So, stuck in traffic this morning, heard this offering on NPR about salt being evil evil bad bad, except in tiny, tasteless doses. But, wait, I thought: isn’t this whole salt thing a classic canard? SciAm seems to think so.
Got work to do, so I’ll (cop out alert!) leave it as an exercise for the reader to track down some links, but I recall having looked into this about 15 years ago, when my blood pressure first got elevated enough for my doctor to notice. What I recall is that research showed *some* linkage between salt intake and blood pressure, but only for a minority of the population – something like 30%. For 70% of people, there doesn’t seem to be a link between salt intake and blood pressure at any realistic level of salt consumption.
But check out what happens: across populations, if any measurable minority is adversely affected by consumption of X, then the outcome for the entire group will be better if X is reduced for everyone – *even if* reducing X has no effect on the vast majority of people. If people enjoy X, a policy to restrict X across the population is annoying and pointless for most people, but does achieve a better result *for the population* because it helps a few people, whose results roll up to the population as a whole.
The sane policy would be to seek a reliable way to tell if a given person falls into the group affected by X, and then having them reduce their consumption of X *only if* they belong to that group. Then unaffected people get to enjoy their X in peace, outcomes are better for those affected by X, and – outcomes for the whole population are better as well as each person’s individual outcomes are rolled up into a general measure.
Right?
But with salt, the policy has never been let’s find out *if* someone is sensitive to salt intake – instead, the medical field (as personified in my doctor) tell us all it would be a good idea to reduce our salt intake prior to knowing if, in fact, it will make any difference for that particular patient.
Now, this would be utterly trivial except for a couple things:
1. For most people, changing their diets is hard, as in really, really hard. What we eat is among our oldest, most ingrained habits. So, what is being asked for here is not, subjectively, some trivial thing.

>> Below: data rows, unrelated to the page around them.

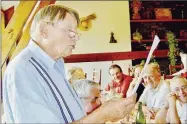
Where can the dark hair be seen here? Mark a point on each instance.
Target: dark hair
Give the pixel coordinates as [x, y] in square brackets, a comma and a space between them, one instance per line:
[115, 66]
[182, 49]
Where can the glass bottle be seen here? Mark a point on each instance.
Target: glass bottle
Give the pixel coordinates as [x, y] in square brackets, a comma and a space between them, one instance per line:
[140, 118]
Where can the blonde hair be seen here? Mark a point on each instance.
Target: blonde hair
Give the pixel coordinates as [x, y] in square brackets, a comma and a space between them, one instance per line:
[154, 66]
[83, 87]
[51, 11]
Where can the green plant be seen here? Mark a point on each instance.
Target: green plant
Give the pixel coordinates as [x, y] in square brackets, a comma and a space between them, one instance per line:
[172, 44]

2. There’s this idea of personal capital – a doctor, and the medical establishment in general, have a somewhat limited amount of capital with each of us patients, and asking us to do stuff uses some of it. In such an environment, doctors should spend their capital carefully – if they make a big deal out of salt consumption, they may get less compliance on things of more importance. As someone who ultimately has to sell stuff for a living, I keep this rule always before my eyes: you can only ask for so much of somebody’s time and energy, don’t waste it.
There are political implications from this line of thought as well, but gotta get back to work.